J Boone1*, L Chen2, A Nosratieh3, C Abbey4, K Lindfors5, S Aminololama-Shakeri6, J Seibert7, (1) UC Davis Medical Center, Sacramento, CA, (2) University of California, Davis, Sacramento, California, (3) University of California, Davis, Sacramento, CA, (4) Univ of California, Santa Barbara, CA, (5) University of California Davis, Sacramento, California, (6) University of California, Davis, Sacramento, California, (7) UC Davis Medical Center, Sacramento, CA

TU-E-217BCD-3 Tuesday 2:00:00 PM - 3:50:00 PM Room: 217BCD

Purpose: The role of breast density in cancer detection has been well characterized, and newer modalities such as breast tomosynthesis and breast CT (bCT) were developed to improve cancer detection in the dense breast by reducing anatomical complexity.
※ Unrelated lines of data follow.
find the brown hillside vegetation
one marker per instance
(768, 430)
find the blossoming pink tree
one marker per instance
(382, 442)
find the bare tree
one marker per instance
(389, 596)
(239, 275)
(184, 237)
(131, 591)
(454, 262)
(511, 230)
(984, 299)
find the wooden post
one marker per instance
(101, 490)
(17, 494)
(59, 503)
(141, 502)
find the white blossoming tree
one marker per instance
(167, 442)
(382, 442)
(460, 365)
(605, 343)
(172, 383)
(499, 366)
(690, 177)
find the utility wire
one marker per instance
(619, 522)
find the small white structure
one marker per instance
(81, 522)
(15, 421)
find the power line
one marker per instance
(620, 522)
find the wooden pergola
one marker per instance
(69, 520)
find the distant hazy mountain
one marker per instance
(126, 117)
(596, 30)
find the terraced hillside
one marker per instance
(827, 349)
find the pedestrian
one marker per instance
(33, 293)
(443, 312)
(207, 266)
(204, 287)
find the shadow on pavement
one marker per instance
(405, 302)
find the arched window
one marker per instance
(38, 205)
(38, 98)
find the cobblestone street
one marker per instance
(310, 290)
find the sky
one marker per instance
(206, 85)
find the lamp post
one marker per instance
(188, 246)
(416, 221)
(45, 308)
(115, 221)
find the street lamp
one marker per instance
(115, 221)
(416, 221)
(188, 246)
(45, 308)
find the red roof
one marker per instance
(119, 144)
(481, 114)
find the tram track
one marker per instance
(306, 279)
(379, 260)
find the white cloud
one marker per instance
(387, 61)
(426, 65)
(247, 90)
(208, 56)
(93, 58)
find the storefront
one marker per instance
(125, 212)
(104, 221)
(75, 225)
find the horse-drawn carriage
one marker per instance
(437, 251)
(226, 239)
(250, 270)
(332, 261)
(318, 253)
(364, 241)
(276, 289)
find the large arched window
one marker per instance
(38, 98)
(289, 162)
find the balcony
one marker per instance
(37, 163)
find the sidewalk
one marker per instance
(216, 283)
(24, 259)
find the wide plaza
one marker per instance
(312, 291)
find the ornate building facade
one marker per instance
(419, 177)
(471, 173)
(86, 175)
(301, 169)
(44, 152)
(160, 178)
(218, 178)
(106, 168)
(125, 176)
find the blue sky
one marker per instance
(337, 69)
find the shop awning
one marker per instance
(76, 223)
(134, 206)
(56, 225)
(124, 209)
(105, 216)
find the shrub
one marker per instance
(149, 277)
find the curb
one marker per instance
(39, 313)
Anatomical noise was characterized on a small cohort of patient images and compared across digital mammography, tomosynthesis, and bCT images. Methods and Materials: An IRB-approved and HIPPA-compliant clinical study was performed on women undergoing breast biopsy, and mammography, tomosynthesis, and bCT were performed on both breasts immediately prior to biopsy. A total of 23 women participated in this study, and the unaffected breast (no lesion) was evaluated. A total of 1000 regions of interest were sampled on each image data set, and the 2D noise power spectrum (NPS) was evaluated. This was radially averaged to produce a 1D NPS, and the NPS was fit to a power law: ln{NPS(f)} = alpha+betaxln(f), over an anatomically-relevant range of spatial frequencies. The slope, beta, was averaged across patients and compared between modalities and projections. Results: The value of beta was determined for bCT data sets, and they were 1.75 (0.424), 1.83 (0.352), and 1.79 (0.397), for the coronal, sagittal and axial views, respectively. For tomosynthesis, beta was 3.06 (0.361) and 3.10 (0.315) for the CC and MLO views, respectively. For mammography, these values were 3.17 (0.226) and 3.30 (0.236), for the CC and MLO views, respectively. The values of beta for breast CT were significantly different than those for tomosynthesis and mammography (p<0.001, all 12 comparisons). Conclusions: The results of this investigation demonstrate that the anatomical complexity of the breast, as characterized by the parameter beta, is statistically similar between mammography and tomosynthesis, a somewhat surprising finding. The breast CT image data, however, demonstrate a statistically-significant reduction in beta across all projections.